A mental health patient died from a drug overdose after he was discharged by a mental health service due to missing an appointment, according to the health ombudsman.
The case is just one in a new report by the Parliamentary and Health Service Ombudsman (PHSO) which documents a series of "serious failings" in mental health services in England.
Another case highlighted in the report is that of "Ms G" who was left in seclusion after suffering an acute mental health crisis with no access to sanitary products.
The PHSO said the woman was forced to collect menstrual blood in a plastic cup.
Meanwhile, the PHSO highlighted how David West, a 28-year-old from Southampton, with a complex history of mental health problems, including bipolar disorder, was discharged from a community treatment team having missed an appointment.
He died shortly afterwards from a drug overdose.
The PHSO concluded that opportunities were "missed" to treat his illness and limit his deterioration.
Another case included in the report details how a vulnerable young man with biopolar disorder and autism was physically assaulted by another patient in a residential home.
The PHSO said the incident could have been avoided had a risk assessment been carried out by staff, some of whom were found to have worked double shifts.
It also highlights the case of a woman, 'Ms J', who died after having a fatal reaction to antipsychotic drugs.
The PHSO said that had doctors identified the condition, it is likely that Ms J would have received the appropriate treatment and survived.
PHSO Rob Behrens (pictured) said the cases "starkly illustrate the human cost of service failures".
He added: "These cases are not isolated examples.

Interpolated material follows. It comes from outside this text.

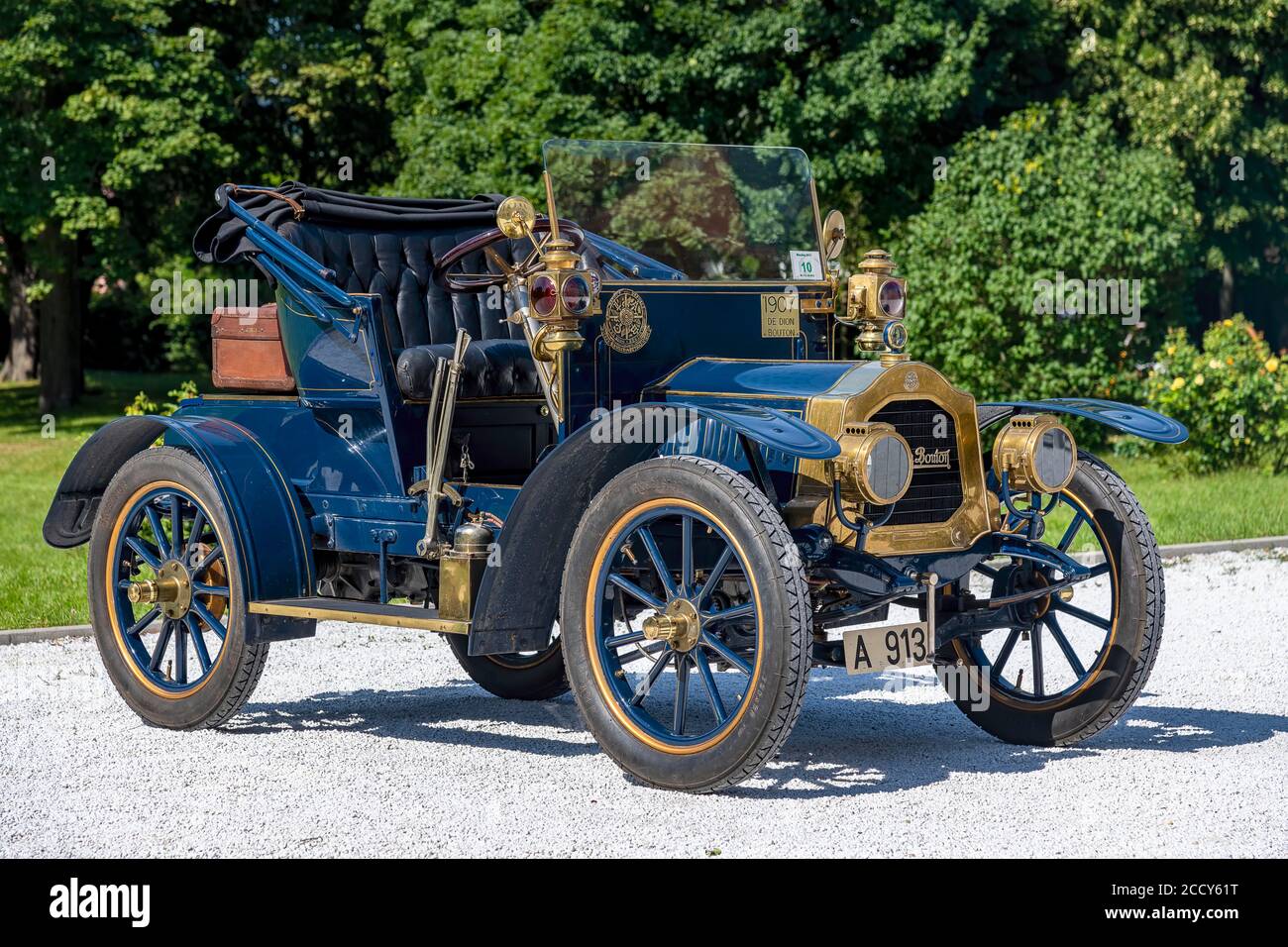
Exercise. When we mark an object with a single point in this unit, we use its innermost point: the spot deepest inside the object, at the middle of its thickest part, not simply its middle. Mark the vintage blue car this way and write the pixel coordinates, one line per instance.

They are symptomatic of persistent problems we see time and again in our complaints casework."
The report states that workforce shortages in the NHS mental health service are "jeopardising" patient care and safety.
The PHSO warned that plans to transform mental health care might not be realised without action to address staff shortages in services.
Almost one in 10 posts in specialist mental health services in England are vacant.
The report states: "Patient care and safety is jeopardised by these workforce challenges.
"They show clinical staff ill-equipped with the skills to manage potentially violent situations, being expected to work double shifts leading to exhaustion, and clinicians having to treat conditions they have no experience of."
Mr Behrens added: "This report shows the harrowing impact that failings in mental healthcare can have on patients and their families.
"Too many patients are not being treated with the dignity and respect they deserve and this is further compounded by poor complaint handling."
Brian Dow, director of external affairs at the charity Rethink Mental Illness, added: "These findings underline the desperate need for reform and the sometimes devastating consequences of a struggling system.
"We do now have a blueprint for change but this will need drive and funding to achieve its aims, or we will continue to hear stories like these."
Nick Broughton, the chief executive of Southern Health NHS Foundation Trust - which was responsible for the care of Mr West - said: "I am extremely sorry for the mistakes that led to the death of David West after his involvement with Southern Health, and I fully accept our failure to look after him better.
"We have worked very closely with Richard West in reviewing the circumstances that led up to his son's tragic death, identifying areas for improvement and developing changes, and his support has been invaluable.
"We believe that working with patients, families and carers who have experience of the services we provide is the only way to ensure we can truly meet the needs of the people we care for.
"We welcome the publication of this report and the additional scrutiny on mental health services nationally. We have made a number of significant improvements in Southern Health, but we are clear that there is still much to do, both locally and across the whole country."
An NHS spokesman added: "This important report starkly and rightly recognises the scale of the challenge facing mental health services.
"It should be read and acted on by every part of the mental health service as over the next few years services expand, including for eating disorders, crisis care and psychosis. This will mean increased access, closer to home, to earlier and more effective treatment for greater numbers of people than ever before."